Our diverse team includes engineers, eye doctors, entrepreneurs, creatives, and researchers who come together from all around the world to revolutionize the vision industry with smart, well-designed solutions. Our distributed workforce philosophy allows us to find the best fit for our roles based on talent, not on location.
Perks & company culture:
We offer all the perks you should expect from a great tech company: competitive salary, meaningful equity-upside, medical and dental insurance, unlimited PTO, and a 401(k) with a company match. We care a lot about doing the little things well and work hard to build a strong team culture. We organize online team events and activities to bring our remote teams together and find creative ways to build our culture with team members around the world.
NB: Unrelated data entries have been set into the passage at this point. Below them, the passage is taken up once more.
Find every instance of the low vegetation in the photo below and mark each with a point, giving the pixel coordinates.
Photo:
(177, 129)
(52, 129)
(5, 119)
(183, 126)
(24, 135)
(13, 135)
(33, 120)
Inclusion and listening are at the heart of our brand culture. We celebrate different backgrounds, experiences, and perspectives and encourage everyone to be their authentic self at work. We welcome everyone regardless of race, color, religion, sex, sexual orientation, gender identity or expression, national origin, age, disability, veteran status, or genetics. We dedicate ourselves to providing an inclusive, open, and diverse work environment. For these reasons and more, Luna is a proud equal employment opportunity employer.
*For remote applicants to be considered, you must live in one of the following approved states: Arizona, California, Colorado, Florida, Georgia, Idaho, Montana, Nevada, New York, North Carolina, Ohio Oregon, Texas, Utah, Virginia, Washington and Wisconsin.
It is anticipated this position will have a salary range of $130,000 to $180,000, depending on the candidate’s qualifications for the role. The successful candidate may also be eligible to enroll in several benefits including medical, dental, vision, 401(k), and others provided the work schedule meets the minimum Company requirements.